Baffle was founded in 2015 to help thwart the increasing threats to enterprise assets in public and private clouds. Unlike many solutions that only encrypt data in-transit and at-rest, Baffle’s solution keeps data encrypted while it’s being processed by databases and applications through a “security mesh” that de-identifies sensitive data that it claims offers no performance impact to customers.

The startup says its goal is to make data breaches “irrelevant” by efficiently encrypting data wherever it may be, so that even if there is a security breach, the data will be unavailable and unusable by hackers.

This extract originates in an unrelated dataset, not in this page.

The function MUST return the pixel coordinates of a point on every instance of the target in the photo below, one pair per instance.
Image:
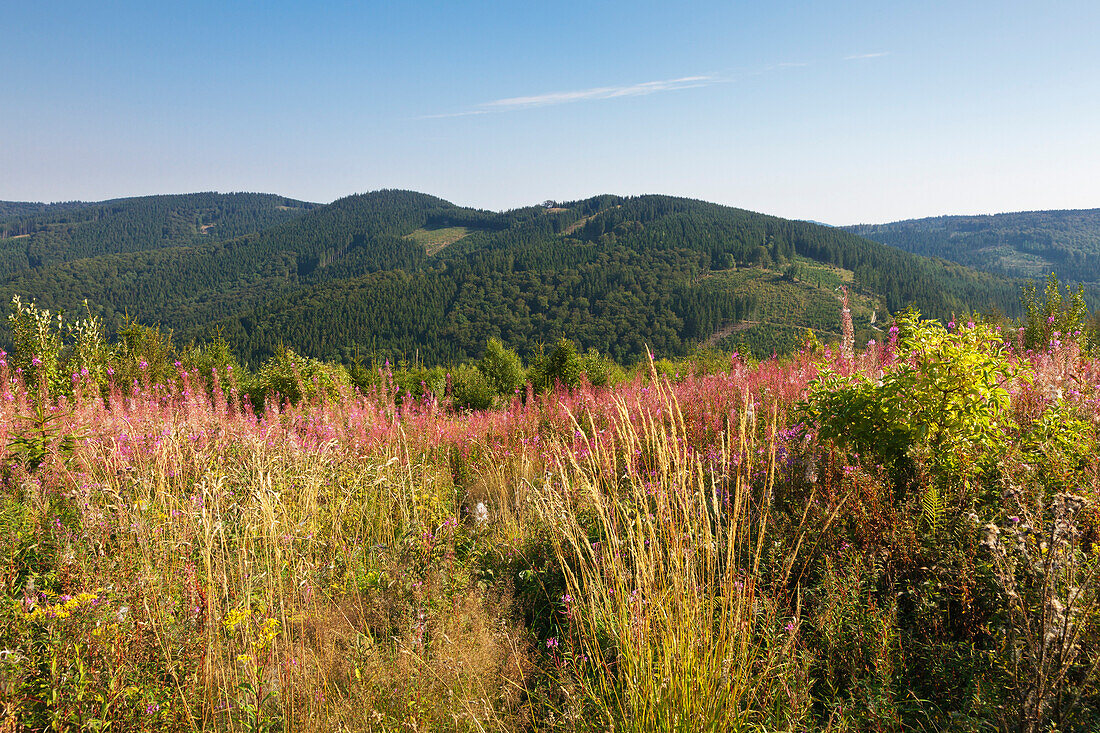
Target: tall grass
(667, 626)
(663, 555)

“Most encryption is misapplied, and quite frankly, doesn’t do anything to protect your data,” the startup claims. “The protection measures that are most commonly used do nothing to protect you against modern hacks and breaches.”

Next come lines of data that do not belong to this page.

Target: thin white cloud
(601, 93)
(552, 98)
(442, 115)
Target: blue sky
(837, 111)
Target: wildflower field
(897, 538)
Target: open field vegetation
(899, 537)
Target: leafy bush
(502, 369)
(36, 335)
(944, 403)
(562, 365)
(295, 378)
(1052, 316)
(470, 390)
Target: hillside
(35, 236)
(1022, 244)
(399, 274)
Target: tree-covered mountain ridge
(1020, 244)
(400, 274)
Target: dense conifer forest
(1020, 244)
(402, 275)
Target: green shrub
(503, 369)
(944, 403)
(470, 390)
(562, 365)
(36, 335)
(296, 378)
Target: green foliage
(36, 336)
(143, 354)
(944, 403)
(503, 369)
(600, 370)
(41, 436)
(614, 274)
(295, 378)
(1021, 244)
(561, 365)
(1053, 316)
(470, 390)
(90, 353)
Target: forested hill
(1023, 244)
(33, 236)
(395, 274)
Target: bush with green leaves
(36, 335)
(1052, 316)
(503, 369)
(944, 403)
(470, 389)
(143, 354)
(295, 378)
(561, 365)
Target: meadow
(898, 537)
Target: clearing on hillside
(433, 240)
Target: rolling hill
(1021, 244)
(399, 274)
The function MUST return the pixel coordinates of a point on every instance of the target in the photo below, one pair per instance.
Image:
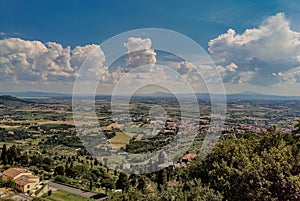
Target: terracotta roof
(13, 172)
(26, 179)
(189, 156)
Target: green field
(64, 196)
(120, 140)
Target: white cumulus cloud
(259, 53)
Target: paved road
(73, 190)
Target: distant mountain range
(243, 96)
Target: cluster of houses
(24, 180)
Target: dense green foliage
(263, 167)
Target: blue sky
(80, 23)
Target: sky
(255, 44)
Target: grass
(120, 140)
(64, 196)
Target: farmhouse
(25, 180)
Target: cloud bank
(265, 56)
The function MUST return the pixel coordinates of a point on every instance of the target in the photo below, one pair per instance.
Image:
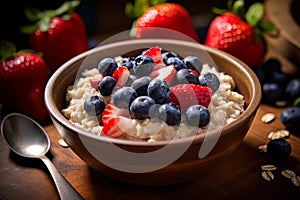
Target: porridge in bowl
(154, 96)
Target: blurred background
(102, 18)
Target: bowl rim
(59, 117)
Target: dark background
(101, 17)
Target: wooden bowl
(137, 161)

Baffle supports all major cloud platforms, including AWS, Google Cloud and Microsoft Azure, and it’s currently used to protect more than 100 billion records in financial services, healthcare, retail, industrial IoT, and government, according to the startup. The company claims it stores records belonging to the top 5 global financial services companies and five of the top 25 global companies.

“Securing IT infrastructure—networks, devices, databases, lakes and warehouses—is never complete. Constant change makes it impossible to adopt a zero trust security posture without protecting the data itself,” said Ameesh Divatia, co-founder and CEO of Baffle.

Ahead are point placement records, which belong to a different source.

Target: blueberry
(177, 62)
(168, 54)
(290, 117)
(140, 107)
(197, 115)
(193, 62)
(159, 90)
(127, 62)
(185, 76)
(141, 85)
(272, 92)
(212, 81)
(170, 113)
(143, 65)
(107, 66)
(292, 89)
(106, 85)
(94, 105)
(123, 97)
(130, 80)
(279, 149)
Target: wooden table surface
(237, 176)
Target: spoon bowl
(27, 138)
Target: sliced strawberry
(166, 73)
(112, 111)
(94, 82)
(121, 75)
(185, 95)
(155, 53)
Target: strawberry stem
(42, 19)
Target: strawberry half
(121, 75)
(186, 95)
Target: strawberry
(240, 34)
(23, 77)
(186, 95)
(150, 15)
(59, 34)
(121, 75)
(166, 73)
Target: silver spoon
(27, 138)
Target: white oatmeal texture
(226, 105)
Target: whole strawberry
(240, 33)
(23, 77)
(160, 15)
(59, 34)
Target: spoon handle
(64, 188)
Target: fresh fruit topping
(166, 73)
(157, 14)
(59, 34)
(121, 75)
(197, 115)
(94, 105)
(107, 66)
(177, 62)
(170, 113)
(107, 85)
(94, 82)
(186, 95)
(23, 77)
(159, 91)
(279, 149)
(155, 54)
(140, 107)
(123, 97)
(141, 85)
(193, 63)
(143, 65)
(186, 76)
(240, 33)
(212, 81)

The startup’s Series B funding round, which comes more than three years after it secured closed $6M in Series A financing, was led by new investor Celesta Capital with contributions from National Grid Partners, Lytical Ventures and Nepenthe Capital, and brings the startup’s total funding to date to $36.5 million.

Baffle, which says it has seen threefold revenue growth over the past year, tells TechCrunch that the funds will be used to help it grow to meet market demand and to invest further in product development. It also plans to double its headcount from 25 to 50 employees over the next 12 months.

“With this investment, we can meet market demand for data-centric cloud data protection that enables responsible digital information sharing and breaks the cycle of continuous data and privacy breaches,” Divatia added.